Ahdesmaki, M. J., Chapman, B. A., Cingolani, P., Hofmann, O., Sidoruk, A., Lai, Z., Zakharov, G., Rodichenko, M., Alperovich, M., Jenkins, D., Carr, T. H., Stetson, D., Dougherty, B., Barrett, J. C. & Johnson, J. H. (2017). Prioritisation of structural variant calls in cancer genomes. PEERJ, 5 (4), https://doi.org/10.7717/peerj.3166.

Access Status

Open Access

URI

http://hdl.handle.net/11343/255706

DOI

10.7717/peerj.3166

Abstract

Sensitivity of short read DNA-sequencing for gene fusion detection is improving, but is hampered by the significant amount of noise composed of uninteresting or false positive hits in the data.
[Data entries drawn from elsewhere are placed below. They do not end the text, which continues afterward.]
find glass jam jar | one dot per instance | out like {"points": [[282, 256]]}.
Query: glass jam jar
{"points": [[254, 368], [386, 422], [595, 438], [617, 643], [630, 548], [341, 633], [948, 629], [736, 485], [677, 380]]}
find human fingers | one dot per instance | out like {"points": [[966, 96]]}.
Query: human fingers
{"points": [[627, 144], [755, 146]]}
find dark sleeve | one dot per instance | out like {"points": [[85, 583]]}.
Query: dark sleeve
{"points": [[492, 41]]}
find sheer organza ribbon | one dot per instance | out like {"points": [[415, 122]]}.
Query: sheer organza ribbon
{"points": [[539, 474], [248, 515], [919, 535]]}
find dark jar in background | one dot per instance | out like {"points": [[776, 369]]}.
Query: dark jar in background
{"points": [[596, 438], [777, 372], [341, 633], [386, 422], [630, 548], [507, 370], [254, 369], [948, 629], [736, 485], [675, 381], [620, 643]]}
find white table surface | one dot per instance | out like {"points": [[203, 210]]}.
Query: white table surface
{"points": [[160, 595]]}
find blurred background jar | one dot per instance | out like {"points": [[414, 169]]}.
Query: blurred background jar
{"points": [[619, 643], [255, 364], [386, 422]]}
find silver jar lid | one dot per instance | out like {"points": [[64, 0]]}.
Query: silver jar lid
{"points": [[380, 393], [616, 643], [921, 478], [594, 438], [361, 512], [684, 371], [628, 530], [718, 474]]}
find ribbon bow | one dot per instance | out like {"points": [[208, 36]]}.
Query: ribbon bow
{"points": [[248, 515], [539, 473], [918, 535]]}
In this paper we describe a tiered prioritisation approach to extract high impact gene fusion events from existing structural variant calls. Using cell line and patient DNA sequence data we improve the annotation and interpretation of structural variant calls to best highlight likely cancer driving fusions. We also considerably improve on the automated visualisation of the high impact structural variants to highlight the effects of the variants on the resulting transcripts. The resulting framework greatly improves on readily detecting clinically actionable structural variants.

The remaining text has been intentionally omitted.